Arriving at those figures entails some assumptions, but Van Hook hopes to make them firmer using a method that provides a yearly look at immigration rather than a net picture estimated over the 10 years between censuses.
“The U.S. Census Bureau always needs to have good population estimates, and you need to know how many illegal immigrants there are to refine those estimates,” she says. But since the census doesn’t ask if someone’s an illegal immigrant, getting a count is “tricky,” she adds.
The census does ask for place of birth, duration of residence in the United States and whether the person is a U.S. citizen, “so we have a pretty fair sense of the size of the foreign-born population,” explains Van Hook, who earned a Ph.D. in sociology from the University of Texas in 1996 and has been at BGSU since 1999.

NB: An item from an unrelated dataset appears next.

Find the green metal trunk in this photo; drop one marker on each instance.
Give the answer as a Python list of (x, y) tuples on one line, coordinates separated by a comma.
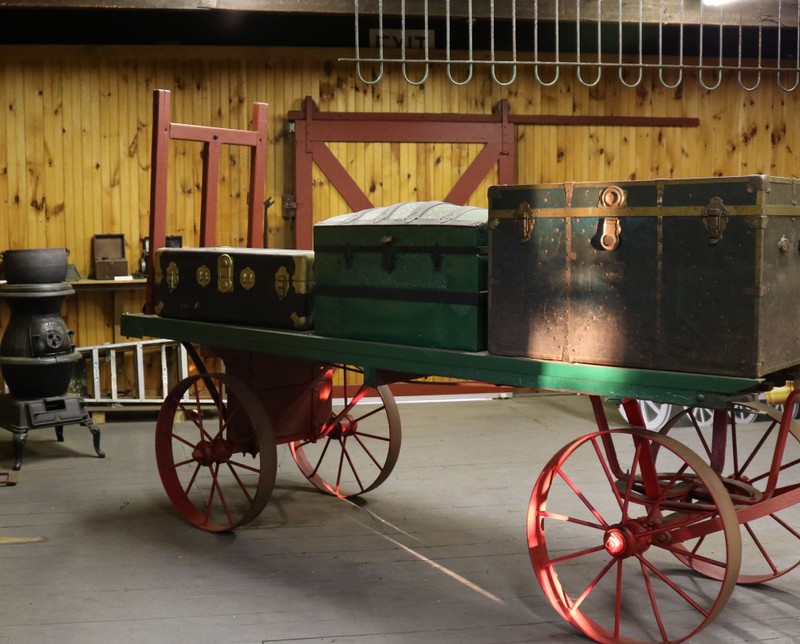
[(410, 273), (694, 275), (251, 286)]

Administrative records—of births, deaths and naturalizations, for example—are used to develop estimates of the legally resident foreign-born population, which in 2000 numbered roughly 23.6 million. At the same time, the 2000 census indicated about 31 million foreign-born people were in the United States, leaving a difference that can be assumed is illegal immigrants—but with assumptions, she points out.
For instance, because foreign-born legal residents leave the country, too, an emigration estimate is built into the legal-resident count. The problem, however, is that the government stopped keeping actual records of “outmigration” of the legally resident foreign-born in the 1950s, so that factor may not be accurately estimated, according to Van Hook.
Described in the May issue of the journal Demography, her method for figuring emigration by that part of the population involves the use of the Current Population Survey (CPS), which is conducted by the census bureau for the U.S. Bureau of Labor Statistics.
The survey covers 60,000 households per month, and about 100,000 in a supplement each March, Van Hook says. Every household is interviewed four consecutive months, and again the following year. If occupants have moved from one year to the next, the new ones are interviewed but the survey notes that they are new residents at the address.
Thus, she continues, information is available about how many people have left surveyed households, whether by death, moving elsewhere in the country or leaving the country. And good estimates of deaths can be found at the National Center for Health Statistics, while internal migration numbers can be determined with data from the CPS, which asks where interviewees lived the previous year. “The leftovers are those who move abroad,” she adds, and in her new grant project, those estimates will be used—along with updated estimates of internal migration devised by Bean—to revise prior estimates of illegal immigrants.
The BGSU demographer and her colleagues are among only a few groups in the nation who are working on “credible estimates” of the illegal population, Van Hook says. Their legacy, she says, will be “a continuous series of estimates” with a consistent methodology, which the census bureau desires so it can produce annual numbers that are as accurate as possible.
Accurate figures are also vital to the government’s interest in the impact of illegal immigration, she notes, saying, for example, that if a “guest worker” program is ever established, it will be helpful to know about how many laborers to expect.